Spectroscopy may help with the diagnosis because it shows a slight decrease in the N–acetyl–aspartate peak, reflecting a reduction of the neuronal population without significant changes in the choline (Cho) and creatine (Cr) peaks. Thus, the significant difference is evident with the double lactate peak in an intermediate time eco (TE: 135–144 ms). These changes are similar to those observed in acute ischemic lesions. However, in patients with MELAS, brains analyzed via spectroscopy showed a lactate increase that suggests anaerobic metabolism and global acidosis. They’re also related to lactic acid levels in spectroscopy with the illness’s severity and lower supervivency27–29. In this case, this finding was present in the ganglia basal nuclei and the posterior fossa with diffusion restriction, with no enhancement, and with an increase in the perfusion sequences in the ganglia basal nuclei and posterior fossa with lactate increase and double-peak as previously reported in the literature.
Before anesthetic induction, clinicians raised no alarms regarding the possibility of a mitochondrial disease because the clinical manifestation did not allow to suspect it only with its presentation. Therefore, this case report adds on to the previously reported cases with successful, fatal, or unpredicted outcomes, which, as a suggestive clinic manifestation was not present, could not be foreseen before the anesthetic act. Acute SNHL might be a sign of alarm for MELAS, as observed in other studies (Table 1). Patients with MELAS have an increased risk of developing cardiac peri-operatory dysrhythmias and myocardial dysfunction and have increased pre-existing cardiac conduction defects, especially atrioventricular and branch blocks.
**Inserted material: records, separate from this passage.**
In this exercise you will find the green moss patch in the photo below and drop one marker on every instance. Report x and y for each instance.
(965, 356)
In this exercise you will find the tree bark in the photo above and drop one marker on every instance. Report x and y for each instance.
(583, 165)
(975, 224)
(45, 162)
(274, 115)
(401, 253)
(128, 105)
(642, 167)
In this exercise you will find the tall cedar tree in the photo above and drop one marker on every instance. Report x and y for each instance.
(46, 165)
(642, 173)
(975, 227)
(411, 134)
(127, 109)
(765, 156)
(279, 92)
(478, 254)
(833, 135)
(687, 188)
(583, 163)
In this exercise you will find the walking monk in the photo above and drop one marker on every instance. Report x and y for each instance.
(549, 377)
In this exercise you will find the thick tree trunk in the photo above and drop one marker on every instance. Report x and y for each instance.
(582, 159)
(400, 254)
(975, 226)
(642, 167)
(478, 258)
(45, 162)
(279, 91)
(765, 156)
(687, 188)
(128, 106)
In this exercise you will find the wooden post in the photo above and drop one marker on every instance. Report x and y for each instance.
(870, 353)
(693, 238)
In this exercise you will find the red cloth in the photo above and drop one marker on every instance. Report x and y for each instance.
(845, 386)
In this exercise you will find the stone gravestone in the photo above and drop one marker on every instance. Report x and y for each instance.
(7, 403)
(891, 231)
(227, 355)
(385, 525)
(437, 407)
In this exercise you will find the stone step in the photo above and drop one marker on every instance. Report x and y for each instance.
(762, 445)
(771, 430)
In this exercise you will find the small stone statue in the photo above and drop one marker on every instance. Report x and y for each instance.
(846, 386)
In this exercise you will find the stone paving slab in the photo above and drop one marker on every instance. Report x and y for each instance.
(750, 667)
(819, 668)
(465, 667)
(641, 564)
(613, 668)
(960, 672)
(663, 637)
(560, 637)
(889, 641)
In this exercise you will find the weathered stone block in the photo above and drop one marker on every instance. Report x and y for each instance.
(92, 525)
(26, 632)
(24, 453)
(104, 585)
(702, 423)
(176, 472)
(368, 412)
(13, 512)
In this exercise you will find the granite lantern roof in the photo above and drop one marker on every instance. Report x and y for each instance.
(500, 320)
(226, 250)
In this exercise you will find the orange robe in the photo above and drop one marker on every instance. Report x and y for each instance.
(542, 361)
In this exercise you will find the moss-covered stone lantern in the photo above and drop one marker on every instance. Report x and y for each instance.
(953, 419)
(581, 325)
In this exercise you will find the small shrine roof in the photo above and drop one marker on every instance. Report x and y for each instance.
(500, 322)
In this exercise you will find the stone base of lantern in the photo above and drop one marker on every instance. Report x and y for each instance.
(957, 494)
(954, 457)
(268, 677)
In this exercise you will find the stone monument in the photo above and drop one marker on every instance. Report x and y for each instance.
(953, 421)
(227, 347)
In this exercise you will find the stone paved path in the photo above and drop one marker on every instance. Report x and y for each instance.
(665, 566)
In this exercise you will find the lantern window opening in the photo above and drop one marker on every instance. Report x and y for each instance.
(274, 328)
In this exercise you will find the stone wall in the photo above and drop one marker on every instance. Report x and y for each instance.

They mainly show electrocardiographic changes that affect PR interval and supraventricular tachycardia (Table 1). Additionally, patients with MELAS often present electrolytic disturbances such as hyponatremia and hyperkalemia associated with a high risk of developing metabolic acidosis during the peri-operatory period. The multi-organ involvement in this pathology increases the risk of suffering multiple peri-operatory complications 13,30,31 (Table 1).
To conclude, mitochondrial diseases are heterogeneous disorders with wide clinical variability in the presentation dependent on the mutated genome’s severity and the tissue threshold to manifest clinically for each individual. The anesthetic considerations of patients with mitochondrial diseases rely on the anesthesiologist’s need to prevent metabolic stress secondary to the surgical and anesthetic act. In most cases, clinicians cannot predict the response to anesthetic exposure. Finally, although these alterations present a considerable incidence and prevalence, national health care programs should include public health policies such as neonatal screening in the future.